If “Tuomiokirkko” is too much of a mouthful, you can call this place the Lutheran Cathedral. Its neoclassical white columns and green domes were commissioned by a Russian czar, but the churchgoers inside pay homage to a religion introduced by Finland’s first overlords, the Swedes.
Three hundred years after Sweden began its efforts to Christianize – and ultimately rule – Finland, the king broke with the Catholic church and adopted Lutheranism as the state’s official religion. Today it remains the most popular faith in Finland.
Tuomiokirkko was finished in 1852, its steep staircase designed as a towering testament to God’s supremacy. Inside, a sparse interior keeps worshipers’ attention on the sermons, not the decorations.
But the Swedish weren’t the only ones intent on spreading their religion and political power in Finland. Russia also had its eyes on the developing nation.
This brings us to our next church, just a few blocks away.
Russia took over Finland from the Swedes in 1809. They moved the capital to Helsinki and modeled it after St. Petersburg, Russia’s capital at the time.
The new ruler’s influence is most obvious today in the gold onion domes and red brick walls of the Uspenski Cathedral. The church rises from the skyline like a Russian gingerbread house. Inside, gilded panels depict the biblical stories of the last supper and ascension.
But Finland wasn’t keen to stay part of Russia forever. The country held its first elections in 1907. Ten years later, Finland became an independent nation.
Things weren’t easy at first. Finland immediately fell into a civil war that claimed more than 30,000 lives. But the country eventually found its stride, going on to win everything from the Nobel Prize to the Miss Europe competition.
The country also established itself as a leader in design, creating architectural masterpieces like the uber-modern Finlandia Hall, the art nouveau central railway station, and one of the world’s most unique churches.
Appropriately nicknamed the Church in the Rock, Temppeliaukio was carved from a massive slab of granite. Inside, the bedrock of Finland serves as the church’s walls. Piles of boulders hold up a ceiling made of 22 kilometers of copper stripping. Sunlight streams in from skylights that surround the pews.
Based on a design by brothers Timo and Tuomo Suomalainen, Temppeliaukio was completed in 1969. The church’s stellar acoustics make it a popular concert hall. Its boulder strewn entrance makes it a popular climbing spot.
After the collapse of the USSR in 1991, Finland’s long and complicated relationship with its eastern neighbor ended. Four years later, Finland joined the European Union. Helsinki continued to evolve into the bustling capital city it is today. Malls opened. Restaurants thrived. Tourists streamed in.

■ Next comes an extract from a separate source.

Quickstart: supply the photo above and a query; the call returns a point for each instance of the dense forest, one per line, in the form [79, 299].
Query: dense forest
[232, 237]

A few years ago, someone decided there should be a pocket of calm in the middle of the action.
Kamppi Chapel of Silence
The wooden hull of the Kamppi Chapel of Silence towers over the city’s busiest plaza like a misplaced ship. Inside, skylights cast a warm glow on the rounded wooden walls. The only sound is the occasional click of a visitor’s camera.
You won’t find any baptisms or weddings at this church. This is strictly a spot for quiet reflection. It’s technically Lutheran, but all are welcome.
In a way, the Kamppi Chapel could sum up modern Finland: tolerant, safe, comfortable, a place of peace surrounded by a storied past.